The next year, however, Pitt got Tony Dorsett and became one of the best teams in the nation.
The coach blew his knee in his senior year and went into the Navy.
As an electronics warfare specialist, he served at Whidbey Field.
After his stint in the Navy he moved to Seattle, Washington. He spent many weekends in Vancouver, Canada and still calls that city "the best kept secret in the world."
After seven years, he returned to Rockaway. One day he was at the bank when he saw a group of IS 53 female students fighting in the street.
He wondered why they acted that way and decided that he would try and change things by bringing his first love – sports, to the children of Rockaway.

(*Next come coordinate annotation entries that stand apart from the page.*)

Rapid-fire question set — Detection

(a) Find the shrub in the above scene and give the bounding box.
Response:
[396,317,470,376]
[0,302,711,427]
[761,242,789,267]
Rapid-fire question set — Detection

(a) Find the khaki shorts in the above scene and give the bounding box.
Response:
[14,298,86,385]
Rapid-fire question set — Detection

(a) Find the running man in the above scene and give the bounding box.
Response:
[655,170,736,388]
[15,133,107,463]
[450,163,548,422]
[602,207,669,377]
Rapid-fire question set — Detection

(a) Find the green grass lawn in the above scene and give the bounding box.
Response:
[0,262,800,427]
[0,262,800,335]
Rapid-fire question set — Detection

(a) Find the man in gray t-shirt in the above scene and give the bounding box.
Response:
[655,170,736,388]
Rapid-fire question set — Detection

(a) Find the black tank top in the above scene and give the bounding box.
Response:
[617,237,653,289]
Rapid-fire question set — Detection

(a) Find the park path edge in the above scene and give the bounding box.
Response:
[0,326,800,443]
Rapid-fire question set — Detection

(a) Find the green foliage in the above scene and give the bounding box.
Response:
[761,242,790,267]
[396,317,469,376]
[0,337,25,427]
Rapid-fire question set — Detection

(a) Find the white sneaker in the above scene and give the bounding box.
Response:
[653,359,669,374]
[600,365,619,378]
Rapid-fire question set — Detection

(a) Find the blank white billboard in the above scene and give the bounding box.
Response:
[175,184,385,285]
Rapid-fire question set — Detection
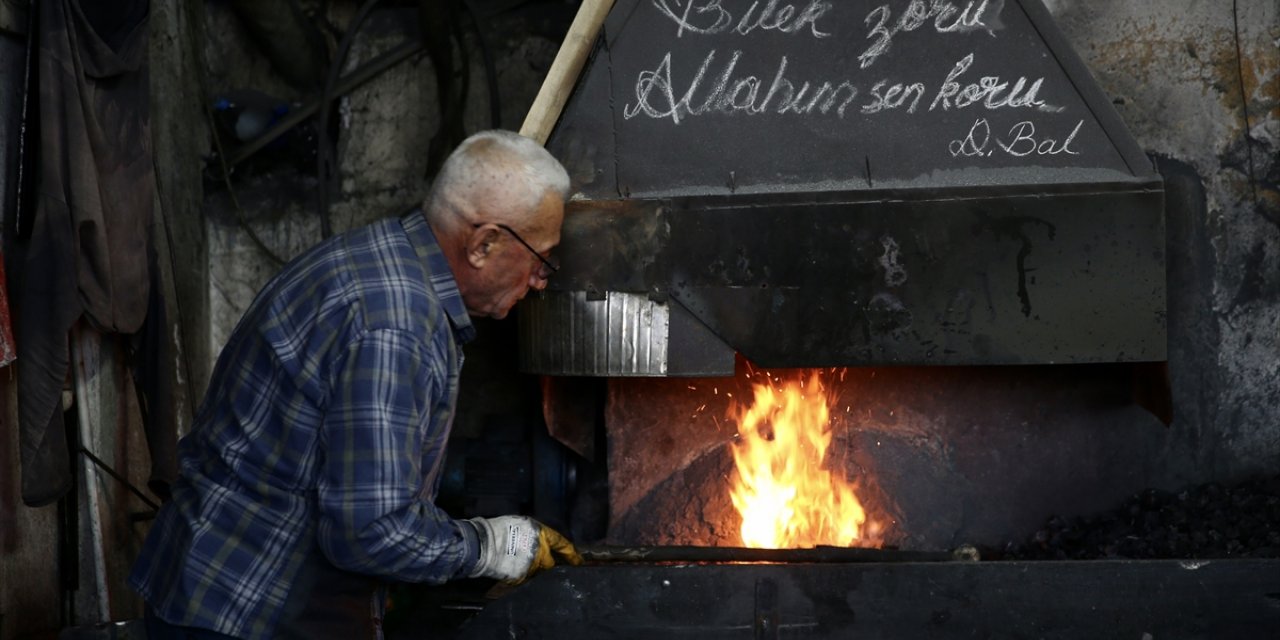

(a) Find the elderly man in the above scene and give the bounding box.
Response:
[131,131,579,640]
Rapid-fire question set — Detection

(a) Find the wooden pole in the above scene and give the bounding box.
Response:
[520,0,613,145]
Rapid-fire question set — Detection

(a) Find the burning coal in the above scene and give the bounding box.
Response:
[730,370,878,549]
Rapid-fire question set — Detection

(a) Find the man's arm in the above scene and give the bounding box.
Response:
[317,329,477,582]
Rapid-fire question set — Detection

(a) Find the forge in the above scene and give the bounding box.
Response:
[427,0,1280,637]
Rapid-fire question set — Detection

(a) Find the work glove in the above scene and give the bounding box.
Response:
[466,516,582,585]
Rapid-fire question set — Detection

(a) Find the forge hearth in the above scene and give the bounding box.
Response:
[604,360,1169,550]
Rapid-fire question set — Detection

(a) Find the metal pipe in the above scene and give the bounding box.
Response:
[577,545,977,563]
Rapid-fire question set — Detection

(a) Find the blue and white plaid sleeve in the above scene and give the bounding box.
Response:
[319,329,476,584]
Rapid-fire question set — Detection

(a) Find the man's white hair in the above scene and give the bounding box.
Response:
[426,129,570,221]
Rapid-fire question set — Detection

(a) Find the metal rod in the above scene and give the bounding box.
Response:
[577,545,969,563]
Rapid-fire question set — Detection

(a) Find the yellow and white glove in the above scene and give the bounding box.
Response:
[467,516,582,585]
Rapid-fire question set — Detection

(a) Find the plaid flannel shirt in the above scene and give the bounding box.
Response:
[131,210,477,637]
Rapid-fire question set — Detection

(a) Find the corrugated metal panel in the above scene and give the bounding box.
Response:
[520,291,671,376]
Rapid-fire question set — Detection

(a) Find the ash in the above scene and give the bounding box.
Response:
[982,475,1280,559]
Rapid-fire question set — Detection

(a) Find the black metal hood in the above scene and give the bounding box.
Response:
[518,0,1165,375]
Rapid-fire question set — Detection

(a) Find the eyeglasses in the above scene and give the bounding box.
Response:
[472,223,559,279]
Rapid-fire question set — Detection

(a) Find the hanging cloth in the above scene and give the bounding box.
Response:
[13,0,155,506]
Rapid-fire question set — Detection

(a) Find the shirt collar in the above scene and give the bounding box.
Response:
[401,207,476,344]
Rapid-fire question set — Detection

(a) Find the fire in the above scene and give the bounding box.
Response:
[730,371,867,549]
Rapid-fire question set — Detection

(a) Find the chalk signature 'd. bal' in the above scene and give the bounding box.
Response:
[947,118,1084,157]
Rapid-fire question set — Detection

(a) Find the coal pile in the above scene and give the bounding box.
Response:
[982,476,1280,559]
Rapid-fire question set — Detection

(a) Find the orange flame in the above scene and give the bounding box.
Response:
[730,371,867,549]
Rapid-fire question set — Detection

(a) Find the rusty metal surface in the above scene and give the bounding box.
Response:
[456,559,1280,640]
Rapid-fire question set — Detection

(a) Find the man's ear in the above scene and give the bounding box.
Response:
[467,224,498,269]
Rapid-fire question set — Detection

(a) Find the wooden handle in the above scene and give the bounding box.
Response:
[520,0,613,145]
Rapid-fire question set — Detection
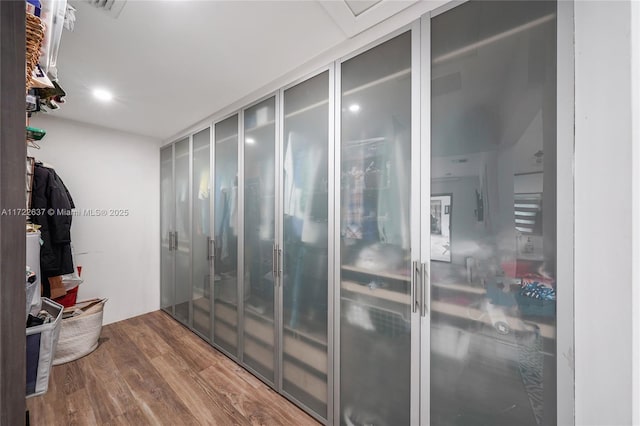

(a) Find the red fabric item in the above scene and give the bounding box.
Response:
[53,286,79,308]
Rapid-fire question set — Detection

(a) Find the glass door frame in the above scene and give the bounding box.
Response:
[159,142,176,316]
[189,123,214,343]
[209,110,244,363]
[412,0,575,425]
[239,90,280,391]
[329,19,422,425]
[275,62,339,424]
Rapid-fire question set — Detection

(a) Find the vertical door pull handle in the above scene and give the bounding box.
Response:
[411,260,420,313]
[420,263,431,317]
[271,244,277,280]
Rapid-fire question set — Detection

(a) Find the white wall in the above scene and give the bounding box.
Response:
[575,1,640,426]
[29,112,160,324]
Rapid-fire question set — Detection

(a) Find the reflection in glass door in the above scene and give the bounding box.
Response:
[339,32,412,425]
[213,114,238,356]
[191,128,212,340]
[160,145,175,314]
[427,1,568,426]
[243,97,276,382]
[282,71,329,418]
[173,138,191,325]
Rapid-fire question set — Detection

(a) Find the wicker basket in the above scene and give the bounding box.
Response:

The rest, as they say, is history.
Today, he runs leagues in the traditional sports and has added lacrosse to his list.
The name "coach" fits Greg Carter.
NAACP Chapter Chair
(Ed Williams serves as the Chapter Chair of the NAACP as well as Congressman Gregory Meeks’ Executive Assistant. Williams is also the president of ENPHRONT, a national organization representing 2.2 million people in public housing and defending their interests.)
Ed Williams has lived in the Rockaways for the last eight years. A lifelong New Yorker, Williams moved to Rockaway to recuperate at his sister’s home after losing his leg. In those eight years since his operation, Williams has plunged headfirst into politics and activism in the Rockaways.
"I’ve always been an activist," says Williams. "I still see the civil rights of many poor folks in public housing being violated."
While Williams works tirelessly to improve civil rights nationally, he points to the Rockaways as a model for cooperation. "When we’ve come together as one, and for the better of the community, we have had some successful results," says Williams.
With a resume fitting the mold of a politician, Williams prefers to work behind the scenes with Congressman Meeks. "I think I can effect more change working for Congressman Meeks. He is more of a statesman than a politician."
Always an optimist, Williams sees relations in the Rockaways and nationally improving, but warns "there’s still a lot of work to be done, although I do see the light at the end of the tunnel."